Before he set out for Cologne, Morton spoke to Sir Oliver Passmore on the telephone to ask for any further news or indication of what to expect. Passmore chose his words with care. He had been choosing his words with care for most of his life. 'We're not absolutely sure what Kramer intends,' Passmore told him. 'He may try to do what his predecessor, Jacques Delors did, when he was President-designate back in 1985.'
This is another real political treasure of times past, a thriller written by none less than the father of Boris Johnson, himself a former MEP and Commission official who is now one of the best known environmentalists on the political Right in England. The book was written in 1987, set in 1989; I must have read it in the mid-90s, when I was politically engaged in Belfast, though I missed the 1998 film starring John Hurt. (This is the second book I have read recently which was made into a film starring John Hurt.)
It's a rather moral story.
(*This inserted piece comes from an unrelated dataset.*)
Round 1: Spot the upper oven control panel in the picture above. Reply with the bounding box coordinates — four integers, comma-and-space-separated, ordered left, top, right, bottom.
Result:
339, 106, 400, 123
James Morton, a Tory MP with a second-rate job but a first-rate majority, is sent by Margaret Thatcher to Brussels as the new British Commissioner. He struggles with the unglamorous position of Commissioner for Industry, but finds himself in the middle of a massive scandal involving the chemical industry and environmental damage, facing off against vested interests in Germany, Britain and the Commission itself, and also in a personal dilemma between his American wife and his Portuguese colleague. The ending turns out rather ambiguous, with good and bad guys both claiming their share of the spoils.
It's surprising, thirty years on, to remember that there was a time when a Conservative writer - a member of the Johnson family, no less - was capable of nuanced commentary about European politics (though I fear not about the Irish). I appreciate now, more than I did before I came to Belgium, the touches of local colour - Morton and his wife move to Rhode-St-Génèse, which was where we first lived when we moved here in 1999; La Maison du Cygne and Comme Chez Soi are still reputedly the best restaurants in town; there is still something of an old-guard clubbish elite around the Place Royale/Sablon where occasionally I get invited to stand outside and look in the window (one missing venue is the Egmont Palace). It's an account by someone who knows and loves the town.
Though much has also changed. There are now 28 Commissioners rather than 12; more importantly, Morton's successor, the Competition Commissioner Margrethe Vestager, has quasi-judicial powers to prevent dubious mergers without anyone else's permission, rather than needing to wage the political campaign that Morton gets tied up in. Also, as I commented in my last review, it's impossible to imagine a romance between two high-profile political figures going unnoticed in the age of the 24 hour news cycle and the Internet.
Still, it's worth getting hold of, if you can, to take your mind back to the late 1980s, a time which, though we did not realise it, was a much more innocent age than our own.